Data from the future

johnpateha · July 20, 2020, 9:57am

just started to analyze the competition data and realize, that big part of them are just straight lines.
So if you would find coordinates and time difference for 2 distant endpoints for line, consisted of hundred other points of one aircraft, you could easily locate all points between them - in most cases aircraft speed near-constant.

And the main question - are any data from future test points could be used when we predict coordinates for other points? I guess future data could significantly improve results.
In real life, it is not possible, but I didn’t find any restrictions in the competition rules.
Hope organizers will clarify this moment.
I think it would be better if the winners’ solutions would help in practice.

sconfina · July 20, 2020, 1:46pm

Waiting for @masorx answer… I think that the solution must be useful in real applications, so, it is better not using future data.
Ciao
Mauro

vitaly_bondar · July 20, 2020, 2:46pm

I agree that models need to be practical and useful
It depends what is practical. For example if your task is anti-spoofing then this is right idea to see all airplane track
That is incorrect to add significant details to rules in the final stage of the competition.
Train data that we have includes “data from future” and obviously all use it.
It will be practical if model should be limited by the data that was given by organizers in data archive.
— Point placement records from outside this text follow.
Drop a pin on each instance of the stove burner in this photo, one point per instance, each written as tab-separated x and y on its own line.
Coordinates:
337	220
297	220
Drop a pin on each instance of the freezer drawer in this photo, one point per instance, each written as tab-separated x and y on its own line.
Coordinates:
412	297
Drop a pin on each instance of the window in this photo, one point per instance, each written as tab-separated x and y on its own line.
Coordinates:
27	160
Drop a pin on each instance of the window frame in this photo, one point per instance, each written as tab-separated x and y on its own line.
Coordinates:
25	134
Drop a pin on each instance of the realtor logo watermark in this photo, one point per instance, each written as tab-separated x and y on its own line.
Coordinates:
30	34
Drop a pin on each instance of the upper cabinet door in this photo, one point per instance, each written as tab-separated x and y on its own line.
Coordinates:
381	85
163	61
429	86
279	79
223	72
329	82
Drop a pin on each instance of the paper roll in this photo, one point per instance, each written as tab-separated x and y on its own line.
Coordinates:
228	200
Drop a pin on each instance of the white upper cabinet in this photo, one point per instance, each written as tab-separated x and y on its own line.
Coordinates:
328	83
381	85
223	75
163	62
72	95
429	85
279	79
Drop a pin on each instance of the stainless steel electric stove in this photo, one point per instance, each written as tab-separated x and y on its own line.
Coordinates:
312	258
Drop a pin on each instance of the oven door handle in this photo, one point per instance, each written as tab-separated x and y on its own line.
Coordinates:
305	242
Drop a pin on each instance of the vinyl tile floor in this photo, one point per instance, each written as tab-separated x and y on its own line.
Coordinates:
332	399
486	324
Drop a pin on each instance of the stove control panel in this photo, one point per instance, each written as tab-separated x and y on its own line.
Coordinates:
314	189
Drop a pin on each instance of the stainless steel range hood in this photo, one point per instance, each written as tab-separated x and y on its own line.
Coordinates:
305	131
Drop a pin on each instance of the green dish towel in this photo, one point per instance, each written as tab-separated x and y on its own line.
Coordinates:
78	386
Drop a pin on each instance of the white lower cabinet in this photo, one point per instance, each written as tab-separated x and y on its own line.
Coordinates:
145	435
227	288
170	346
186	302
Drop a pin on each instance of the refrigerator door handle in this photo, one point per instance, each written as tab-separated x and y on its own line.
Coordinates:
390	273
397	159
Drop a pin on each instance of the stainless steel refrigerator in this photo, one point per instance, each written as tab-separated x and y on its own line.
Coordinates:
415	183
masorx · July 20, 2020, 4:43pm

Hi John,

Excellent question and one we discussed internally before the competition. In short, we are well aware of this, it is fine for this round to use all given data without restrictions and as mentioned, it wouldn’t be fair to change the rules after several weeks. However, we are definitely considering future rounds with such a premise.

There are use cases where we’d analyse historical data just like the data given and can use everything available, @vitaly_bondar has named one, OSINT would be another one. Thus, live tracking is not everything and there is utility in doing it after the fact. On the other hand, live tracking is very important in other fields and applicable solutions do have higher value there.

Scientifically, it will be interesting to analyse the different approaches and see which ones are best for which use case. This is why we require the code to be open sourced for the award recipients. Then we can compare and evaluate.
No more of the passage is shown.